= Carlos Rossi =

Argentine politician (born 1949)

Carlos Alberto Rossi (born December 6, 1949) is a member of the provincial 'Neighbourly Union' (Unión Vecinal) and was elected as part of the Alliance New Front, an electoral alliance with the New Party. Rossi, a lawyer by profession, was a civil servant at Córdoba municipality before entering politics.

Rossi was born in Barrio Colón, a neighbourhood of Córdoba city. He attended the local Colegio Santo Tomás and learnt violin at the provincial music conservatory. He played for Club Atlético Talleres as goalkeeper in their reserve team. He qualified as a lawyer, notary and procurator at the National University of Córdoba.

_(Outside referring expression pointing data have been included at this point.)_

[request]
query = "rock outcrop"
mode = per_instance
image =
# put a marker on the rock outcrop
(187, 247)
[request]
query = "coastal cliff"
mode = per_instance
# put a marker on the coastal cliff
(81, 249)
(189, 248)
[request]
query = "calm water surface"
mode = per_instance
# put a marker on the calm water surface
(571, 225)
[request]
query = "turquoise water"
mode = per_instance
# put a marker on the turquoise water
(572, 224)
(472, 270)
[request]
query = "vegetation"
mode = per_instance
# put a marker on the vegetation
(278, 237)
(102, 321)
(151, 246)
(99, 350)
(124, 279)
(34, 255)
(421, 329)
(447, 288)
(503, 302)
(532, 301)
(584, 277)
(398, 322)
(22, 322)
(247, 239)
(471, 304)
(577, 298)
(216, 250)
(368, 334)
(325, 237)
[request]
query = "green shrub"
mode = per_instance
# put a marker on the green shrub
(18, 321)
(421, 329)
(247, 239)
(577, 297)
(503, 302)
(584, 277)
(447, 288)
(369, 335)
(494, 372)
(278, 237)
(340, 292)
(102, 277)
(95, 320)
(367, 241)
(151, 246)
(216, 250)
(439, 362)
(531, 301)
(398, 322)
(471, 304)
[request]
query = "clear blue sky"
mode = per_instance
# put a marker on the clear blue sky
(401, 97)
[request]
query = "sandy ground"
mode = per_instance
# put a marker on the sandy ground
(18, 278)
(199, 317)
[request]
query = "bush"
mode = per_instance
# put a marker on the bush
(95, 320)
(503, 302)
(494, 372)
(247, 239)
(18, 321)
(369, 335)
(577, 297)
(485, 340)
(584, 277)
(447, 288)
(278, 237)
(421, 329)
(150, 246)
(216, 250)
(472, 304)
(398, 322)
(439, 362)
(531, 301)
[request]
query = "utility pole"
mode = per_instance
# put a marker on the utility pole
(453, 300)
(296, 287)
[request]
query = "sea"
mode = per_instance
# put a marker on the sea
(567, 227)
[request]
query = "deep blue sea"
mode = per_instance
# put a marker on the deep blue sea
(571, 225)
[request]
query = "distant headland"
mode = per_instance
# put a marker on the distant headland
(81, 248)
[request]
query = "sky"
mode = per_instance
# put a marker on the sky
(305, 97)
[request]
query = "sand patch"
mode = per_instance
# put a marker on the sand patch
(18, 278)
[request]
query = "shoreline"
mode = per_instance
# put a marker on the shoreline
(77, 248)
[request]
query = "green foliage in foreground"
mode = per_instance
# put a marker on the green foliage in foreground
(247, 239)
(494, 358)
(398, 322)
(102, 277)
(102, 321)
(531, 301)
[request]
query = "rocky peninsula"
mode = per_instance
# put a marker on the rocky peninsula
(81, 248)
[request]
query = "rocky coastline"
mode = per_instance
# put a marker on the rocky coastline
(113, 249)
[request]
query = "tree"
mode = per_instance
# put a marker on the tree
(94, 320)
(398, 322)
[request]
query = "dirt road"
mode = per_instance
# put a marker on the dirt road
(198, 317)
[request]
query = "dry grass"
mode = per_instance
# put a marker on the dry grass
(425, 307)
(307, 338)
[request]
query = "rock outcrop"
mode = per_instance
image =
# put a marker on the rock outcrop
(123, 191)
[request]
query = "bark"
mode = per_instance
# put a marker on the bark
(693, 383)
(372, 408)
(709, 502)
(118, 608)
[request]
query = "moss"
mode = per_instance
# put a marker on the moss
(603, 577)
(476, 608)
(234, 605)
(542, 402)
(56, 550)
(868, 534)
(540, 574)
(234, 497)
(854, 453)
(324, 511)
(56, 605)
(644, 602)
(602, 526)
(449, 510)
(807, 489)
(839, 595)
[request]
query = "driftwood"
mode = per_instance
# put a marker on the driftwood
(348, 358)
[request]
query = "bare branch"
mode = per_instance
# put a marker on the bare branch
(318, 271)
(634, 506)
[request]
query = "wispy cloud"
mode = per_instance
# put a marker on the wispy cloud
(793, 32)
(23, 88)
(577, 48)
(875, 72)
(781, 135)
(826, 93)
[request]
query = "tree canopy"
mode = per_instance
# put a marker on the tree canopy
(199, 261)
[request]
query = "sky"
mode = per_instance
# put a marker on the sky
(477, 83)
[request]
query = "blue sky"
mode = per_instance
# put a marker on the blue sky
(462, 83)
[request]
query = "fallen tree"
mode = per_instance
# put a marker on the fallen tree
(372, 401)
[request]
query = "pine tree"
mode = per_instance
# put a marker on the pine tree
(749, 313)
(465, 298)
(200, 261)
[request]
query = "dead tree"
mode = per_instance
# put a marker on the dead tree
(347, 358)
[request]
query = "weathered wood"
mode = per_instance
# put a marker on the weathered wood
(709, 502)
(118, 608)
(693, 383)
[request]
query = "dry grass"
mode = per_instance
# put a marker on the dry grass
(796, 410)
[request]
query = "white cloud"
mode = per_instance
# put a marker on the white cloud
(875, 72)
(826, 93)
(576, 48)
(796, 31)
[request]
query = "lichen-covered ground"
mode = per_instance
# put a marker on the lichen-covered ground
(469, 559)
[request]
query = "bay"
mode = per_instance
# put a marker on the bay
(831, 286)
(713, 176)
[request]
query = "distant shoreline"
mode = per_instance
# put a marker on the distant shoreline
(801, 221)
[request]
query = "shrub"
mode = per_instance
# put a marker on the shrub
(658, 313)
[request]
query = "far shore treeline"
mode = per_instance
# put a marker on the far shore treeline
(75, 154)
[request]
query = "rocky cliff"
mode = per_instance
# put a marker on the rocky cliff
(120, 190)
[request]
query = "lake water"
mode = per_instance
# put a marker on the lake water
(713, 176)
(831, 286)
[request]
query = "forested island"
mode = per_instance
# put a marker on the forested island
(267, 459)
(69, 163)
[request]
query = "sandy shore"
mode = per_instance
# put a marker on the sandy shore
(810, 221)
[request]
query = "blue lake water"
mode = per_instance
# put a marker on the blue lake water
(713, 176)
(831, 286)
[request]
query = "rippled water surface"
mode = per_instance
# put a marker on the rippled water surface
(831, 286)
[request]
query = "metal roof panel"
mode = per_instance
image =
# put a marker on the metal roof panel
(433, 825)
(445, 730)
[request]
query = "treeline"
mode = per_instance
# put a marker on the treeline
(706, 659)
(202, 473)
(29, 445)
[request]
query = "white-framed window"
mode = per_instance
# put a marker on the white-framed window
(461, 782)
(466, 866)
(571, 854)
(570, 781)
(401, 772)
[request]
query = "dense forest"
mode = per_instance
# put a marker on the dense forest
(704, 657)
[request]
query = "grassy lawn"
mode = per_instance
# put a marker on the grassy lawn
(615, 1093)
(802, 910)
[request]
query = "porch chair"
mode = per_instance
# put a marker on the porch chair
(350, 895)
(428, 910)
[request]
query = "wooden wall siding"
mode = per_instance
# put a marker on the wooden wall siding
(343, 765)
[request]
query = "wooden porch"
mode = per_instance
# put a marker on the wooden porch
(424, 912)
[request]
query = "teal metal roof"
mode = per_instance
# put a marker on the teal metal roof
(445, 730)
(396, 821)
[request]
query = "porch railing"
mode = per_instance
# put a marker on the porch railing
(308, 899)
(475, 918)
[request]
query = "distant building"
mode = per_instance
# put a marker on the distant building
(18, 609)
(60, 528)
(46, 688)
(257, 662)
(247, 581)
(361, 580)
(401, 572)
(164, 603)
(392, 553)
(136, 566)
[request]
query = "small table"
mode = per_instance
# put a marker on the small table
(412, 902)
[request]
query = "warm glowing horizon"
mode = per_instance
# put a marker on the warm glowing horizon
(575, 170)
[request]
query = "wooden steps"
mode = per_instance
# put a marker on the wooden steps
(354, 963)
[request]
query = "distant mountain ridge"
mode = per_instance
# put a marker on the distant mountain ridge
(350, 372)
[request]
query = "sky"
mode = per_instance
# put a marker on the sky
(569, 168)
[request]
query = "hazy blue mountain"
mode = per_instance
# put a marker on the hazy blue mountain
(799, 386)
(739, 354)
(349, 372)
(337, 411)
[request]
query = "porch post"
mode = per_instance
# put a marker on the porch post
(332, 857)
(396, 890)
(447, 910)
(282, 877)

At 18, Rossi began work with Córdoba municipality as a food safety inspector. In 1975 he returned to the municipality in the legal division. From 1984 to 1989 he was head of the city's civil register. In 1991 he was appointed sub-secretary general of the municipality and in 1994 he became secretary for public involvement and development, serving until 1998. He also chaired the city emergency committee 1991–98.

In 1998 Rossi resigned his public positions to enter politics. He stood as the Unión Vecinal candidate for Mayor of Córdoba in 1999 and was elected as a city councillor the same year. He was leader of the Unión caucus in the city council.

In 2003 he was elected as a senator for Córdoba Province. His term ended in 2009.

Rossi is married to Angélica Kronemann and has four children.